Your working conditions
You have the energy, we give you the space – the space to get the best out of yourself. Because that benefits everyone: you, Alliander and most of all our customers. And there's more. In this role, you can expect (based on a 38-hour working week):
A gross monthly salary of up to € 4.530, - (scale 8).
A permanent contract after one year.
A Personal Budget of 18% of your annual salary on a full-time basis. You can choose to have this paid out, to purchase extra leave days or to pay it into your pension.
An allowance of 70% of the statutory minimum wage for parental leave hours. This applies if you take parental leave after one year of service.
36 hours (4.5 days) extra saved leave each year. You can use this leave or save it for up to 10 years for a sabbatical etc.
A long-term employability budget of €500. You can use this for career development, a gym membership and/or ergonomic home office furniture etc.
A pension at ABP. Alliander pays 70% of your pension premium.
A fixed year-end bonus of 5.94%.
Alliander offers you plenty of space and opportunities for development. We work with the best trainers in the Netherlands. You can choose from a wide range of training courses, workshops, study programmes, study books, webinars and e-learning modules.

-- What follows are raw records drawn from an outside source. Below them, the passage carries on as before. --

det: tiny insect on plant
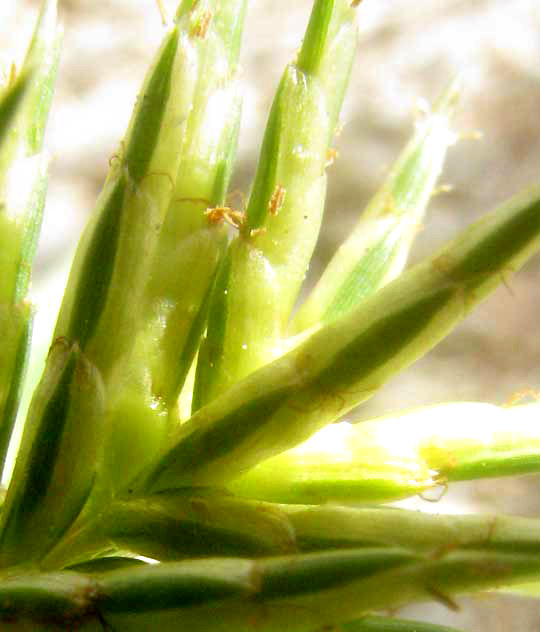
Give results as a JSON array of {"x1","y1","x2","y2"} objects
[{"x1": 0, "y1": 0, "x2": 540, "y2": 632}]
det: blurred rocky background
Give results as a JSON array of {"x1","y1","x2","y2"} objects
[{"x1": 0, "y1": 0, "x2": 540, "y2": 632}]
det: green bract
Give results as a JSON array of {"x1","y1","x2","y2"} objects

An NS Business Card or a mileage allowance if you travel by car.
A gross contribution of €360 and discounts on supplementary insurance if you have a collective health insurance policy with Zilveren Kruis Achmea.
A laptop and mobile phone, or Bring Your Own Device.
You'll be surprised by the excellent working conditions at Alliander. We have listed them for you at https://werkenbij.alliander.com/arbeidsvoorwaarden
Alliander screens all applicants. Depending on the position, the screening consists of the following steps: checking references, checking the authenticity of identity papers and diplomas, an integrity check and requesting a certificate of conduct (VOG).